Evet, ben bir Gleekoliğim. Evet, bu diziyi ÇOK seviyorum (sizin içten içe Adını Feriha Koydum u yada Behzat Ç. yi sevdiğiniz gibi). Yalnız benim sizlerden farkım, bu diziden kâr sağlamak! Kâr demişken hemen demeyin "belli zaten Glee aşağı, Glee yukarı; vardır bunda bir iş diye", benim kârım tamamen müzikal.

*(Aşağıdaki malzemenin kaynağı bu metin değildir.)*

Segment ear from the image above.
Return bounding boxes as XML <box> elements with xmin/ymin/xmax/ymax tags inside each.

Valla da billa da müzik kültürüm arttı ya, yeminle (çarpılmam merak etmeyin, çünkü doğru!)
  İşte benim bu işe yarar dizim, bu seferde bir Michael Jackson bölümü hazırlamış, haftaya nasipse kısmetse  yayınlanıyor. Çok sakin mi söyledim?(bak şimdi bağırıyorum böyle Justin Biber görmüş ergen gibi öyle hayal et!)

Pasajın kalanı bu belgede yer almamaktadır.